しかし一方で、交換するたびに自分がなくなっていくことに恐怖すら覚えていた。
私は一体、何者なのだろうか。
私は果たして……
「なあ……私は、まだ『私』なのだろうか」
それまでずっと疑問に思っていて――口にするのが憚られたことを、呟いてみる。
「おかしなことを言うのね」
歳の離れた妻が、ベッドに横になる私に布団をかけてくれながら笑う。
妻の周りでは、私の移植手術を何度も担当してくれ、今やかかりつけ医となった医療チームが、寝る前の私の健康診断のために動き回っている。
「あなたは、あなたよ」
まだ若い妻は、身体のどこも移植していない。私は……一体、どれだけの交換を繰り返してきたことか。
だが、身体はどのパーツも若く健康だけれど、頭の中身は既に100年以上生きた老人だ。
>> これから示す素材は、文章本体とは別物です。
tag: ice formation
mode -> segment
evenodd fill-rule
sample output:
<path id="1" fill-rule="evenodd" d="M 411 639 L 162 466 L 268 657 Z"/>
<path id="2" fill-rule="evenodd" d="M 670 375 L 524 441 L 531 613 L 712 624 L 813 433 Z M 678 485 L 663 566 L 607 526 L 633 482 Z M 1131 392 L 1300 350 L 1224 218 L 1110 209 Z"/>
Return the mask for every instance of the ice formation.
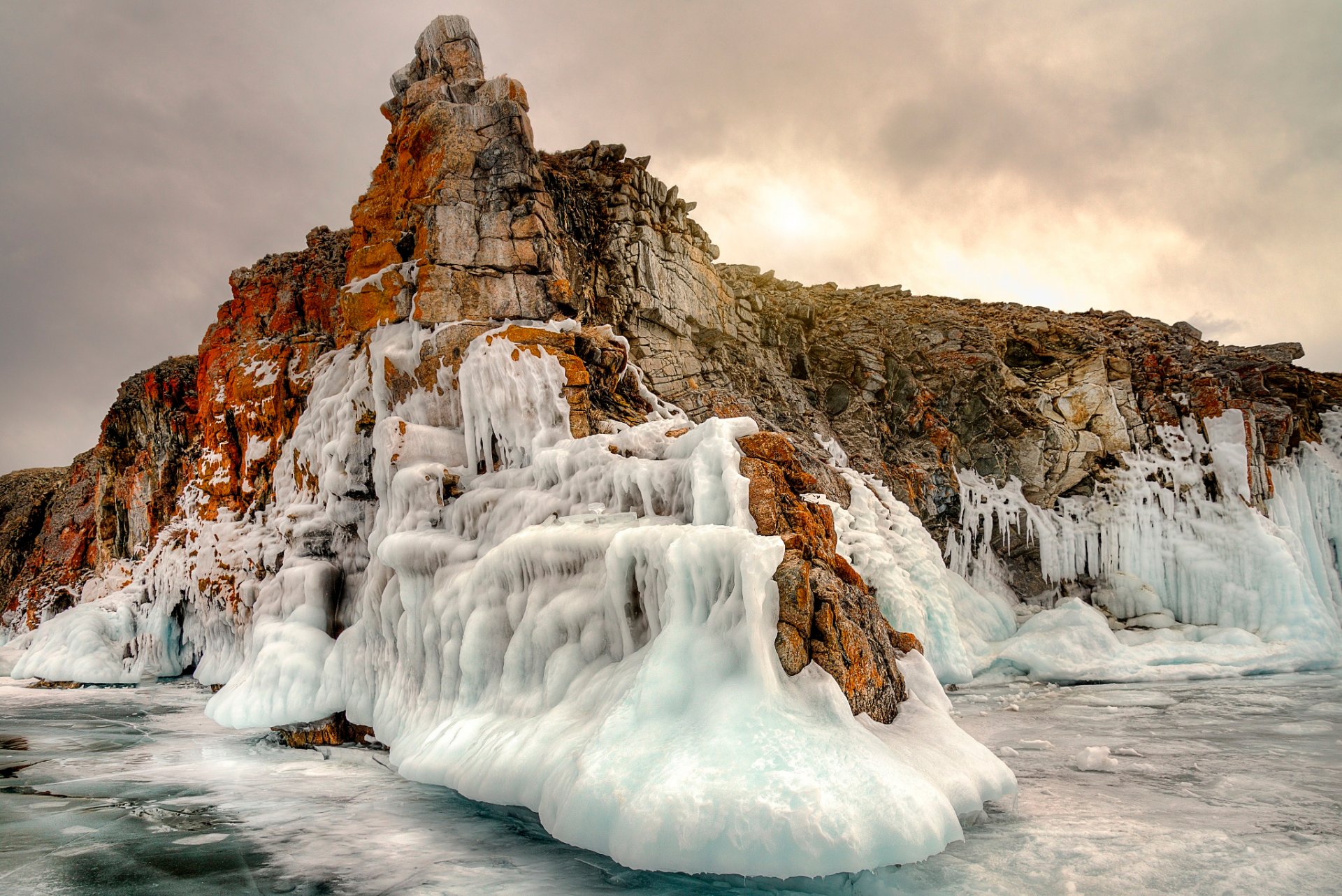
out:
<path id="1" fill-rule="evenodd" d="M 961 472 L 962 533 L 947 557 L 976 589 L 1008 590 L 994 545 L 1021 539 L 1055 586 L 1032 609 L 1094 583 L 1090 604 L 1044 609 L 984 645 L 976 672 L 1131 681 L 1337 664 L 1342 413 L 1325 414 L 1322 444 L 1271 469 L 1266 507 L 1251 504 L 1244 424 L 1229 410 L 1162 428 L 1092 495 L 1052 508 L 1025 500 L 1013 479 Z"/>
<path id="2" fill-rule="evenodd" d="M 1239 412 L 1161 431 L 1052 508 L 962 472 L 949 565 L 821 439 L 849 502 L 807 499 L 831 507 L 839 553 L 926 649 L 900 661 L 910 700 L 878 724 L 819 667 L 789 677 L 778 661 L 784 549 L 756 533 L 738 469 L 752 420 L 692 424 L 648 396 L 647 423 L 573 437 L 562 365 L 507 338 L 514 322 L 431 386 L 393 388 L 454 326 L 479 331 L 405 322 L 323 355 L 293 436 L 248 444 L 278 457 L 267 507 L 207 518 L 188 487 L 145 557 L 0 663 L 113 683 L 191 671 L 224 685 L 207 712 L 232 727 L 344 711 L 401 774 L 529 806 L 568 842 L 770 876 L 921 860 L 1013 790 L 943 683 L 1337 663 L 1342 414 L 1271 471 L 1266 507 Z M 1020 539 L 1056 589 L 1025 605 L 994 553 Z"/>
<path id="3" fill-rule="evenodd" d="M 506 323 L 437 388 L 393 393 L 386 370 L 446 326 L 386 326 L 325 357 L 274 503 L 188 512 L 132 585 L 43 625 L 15 675 L 134 681 L 195 663 L 227 683 L 207 707 L 221 724 L 345 711 L 401 774 L 530 806 L 636 868 L 917 861 L 1015 790 L 938 681 L 968 680 L 962 644 L 1004 636 L 1011 612 L 949 573 L 878 482 L 840 467 L 840 550 L 931 657 L 900 661 L 910 699 L 891 724 L 855 718 L 816 665 L 782 671 L 784 549 L 756 534 L 738 471 L 754 421 L 694 425 L 659 404 L 574 439 L 560 362 Z M 208 589 L 225 577 L 236 600 L 220 602 Z"/>

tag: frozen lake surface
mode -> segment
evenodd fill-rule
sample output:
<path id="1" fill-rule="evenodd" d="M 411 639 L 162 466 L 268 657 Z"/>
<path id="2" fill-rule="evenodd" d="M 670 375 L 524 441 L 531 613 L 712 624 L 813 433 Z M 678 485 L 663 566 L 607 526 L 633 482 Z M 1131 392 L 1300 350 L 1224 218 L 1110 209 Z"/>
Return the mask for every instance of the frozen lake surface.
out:
<path id="1" fill-rule="evenodd" d="M 633 872 L 361 748 L 220 728 L 191 681 L 0 679 L 0 893 L 1339 893 L 1342 673 L 953 695 L 1020 797 L 917 865 Z"/>

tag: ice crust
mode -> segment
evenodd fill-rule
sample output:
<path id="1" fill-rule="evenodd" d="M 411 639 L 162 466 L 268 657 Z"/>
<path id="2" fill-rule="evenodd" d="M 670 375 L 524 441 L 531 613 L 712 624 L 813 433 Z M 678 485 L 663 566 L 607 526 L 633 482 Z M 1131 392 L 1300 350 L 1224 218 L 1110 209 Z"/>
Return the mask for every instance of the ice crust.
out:
<path id="1" fill-rule="evenodd" d="M 777 659 L 782 545 L 756 533 L 738 471 L 753 421 L 695 425 L 654 400 L 648 423 L 572 439 L 561 365 L 506 326 L 435 388 L 393 393 L 386 372 L 415 370 L 451 326 L 381 327 L 321 358 L 268 507 L 207 519 L 188 487 L 146 557 L 0 660 L 58 680 L 193 671 L 224 684 L 207 714 L 231 727 L 344 711 L 403 775 L 529 806 L 625 865 L 785 877 L 918 861 L 1015 790 L 943 683 L 1338 659 L 1339 416 L 1272 471 L 1267 514 L 1240 488 L 1243 420 L 1165 431 L 1094 498 L 1052 510 L 962 473 L 949 566 L 821 440 L 851 499 L 808 498 L 831 504 L 839 551 L 926 647 L 900 661 L 911 696 L 883 726 L 854 718 L 819 667 L 789 677 Z M 1071 600 L 1017 630 L 994 535 L 1033 539 L 1060 587 L 1098 579 L 1110 616 Z"/>
<path id="2" fill-rule="evenodd" d="M 1008 590 L 994 545 L 1019 539 L 1037 546 L 1056 586 L 1031 609 L 1096 581 L 1090 604 L 1062 601 L 981 645 L 976 673 L 1141 681 L 1335 665 L 1342 413 L 1325 414 L 1322 444 L 1272 468 L 1275 495 L 1261 508 L 1251 504 L 1244 432 L 1239 410 L 1162 428 L 1094 495 L 1053 508 L 1025 500 L 1016 479 L 962 471 L 962 533 L 947 558 L 976 589 Z"/>
<path id="3" fill-rule="evenodd" d="M 858 496 L 839 508 L 841 550 L 937 667 L 900 661 L 911 697 L 892 724 L 854 718 L 819 667 L 782 671 L 782 542 L 756 534 L 738 471 L 754 421 L 694 425 L 659 402 L 646 424 L 572 439 L 564 369 L 502 330 L 472 341 L 458 385 L 444 373 L 411 394 L 384 372 L 413 370 L 429 330 L 326 355 L 274 503 L 205 520 L 188 502 L 132 585 L 44 624 L 15 673 L 127 681 L 196 661 L 225 683 L 207 706 L 221 724 L 345 711 L 400 774 L 529 806 L 633 868 L 918 861 L 1015 790 L 938 681 L 968 679 L 960 632 L 984 628 L 957 608 L 990 629 L 1009 608 L 949 573 L 879 483 L 841 468 Z M 242 585 L 220 605 L 201 582 L 229 573 Z"/>

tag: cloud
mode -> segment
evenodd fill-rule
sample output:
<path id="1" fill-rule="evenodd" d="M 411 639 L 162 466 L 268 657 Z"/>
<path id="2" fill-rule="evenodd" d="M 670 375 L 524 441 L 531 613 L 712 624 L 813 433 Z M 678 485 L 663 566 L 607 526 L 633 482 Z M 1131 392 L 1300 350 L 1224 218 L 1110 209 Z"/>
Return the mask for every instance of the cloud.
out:
<path id="1" fill-rule="evenodd" d="M 0 8 L 0 468 L 90 447 L 232 268 L 348 220 L 386 78 L 443 11 Z M 1342 368 L 1339 4 L 447 11 L 527 86 L 542 148 L 652 154 L 723 260 L 1202 321 Z"/>

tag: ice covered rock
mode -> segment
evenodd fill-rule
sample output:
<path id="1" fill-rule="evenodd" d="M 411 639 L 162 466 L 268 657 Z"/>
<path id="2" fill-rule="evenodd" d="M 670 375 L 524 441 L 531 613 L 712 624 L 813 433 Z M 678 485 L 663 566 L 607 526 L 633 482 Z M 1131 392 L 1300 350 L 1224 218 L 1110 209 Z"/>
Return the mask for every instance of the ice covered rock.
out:
<path id="1" fill-rule="evenodd" d="M 1118 759 L 1108 754 L 1108 747 L 1082 747 L 1072 757 L 1072 767 L 1078 771 L 1118 771 Z"/>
いつ死んでもおかしくはない、そんな年齢だということと、この不自然な身体が、違和感を生むのかもしれない。
「……そうだな、変なことを言ってすまない」
「いいのよ、疲れてるみたいだし、もう眠ったほうがいいわ」
優しく語りかける妻。妻は見た目も美しいが、その声も大変美しい。そういえば、私は声帯も交換した。交換した直後は、今までと違う、若々しく低い声が気に行っていたのだが……そういえば、もともとの自分の声が、今や思い出せなくなっている。
「ああ、眠ることにする……診断は、続けてくれ」
「わかりました、おやすみなさい」
「おやすみなさい、あなた」
妻と医療チームがいれば、私は安心して眠ることが出来る。
うとうととまどろむ中、妻の美しい声は、子守唄のようにゆったりと頭に響いてくる。
「やっぱり、もう脳がダメみたい。100年以上使っているのですものね……予定通り、データだけ別に保存して、交換してちょうだい」
END
男は身体のありとあらゆる部分を、移植によって他人の身体と交換していた。彼が死んだとき、もともとの彼が持っていた身体は一切なかったため、死体は彼のものではなかったのだ。
ちなみに、テセウスの舟がモチーフです。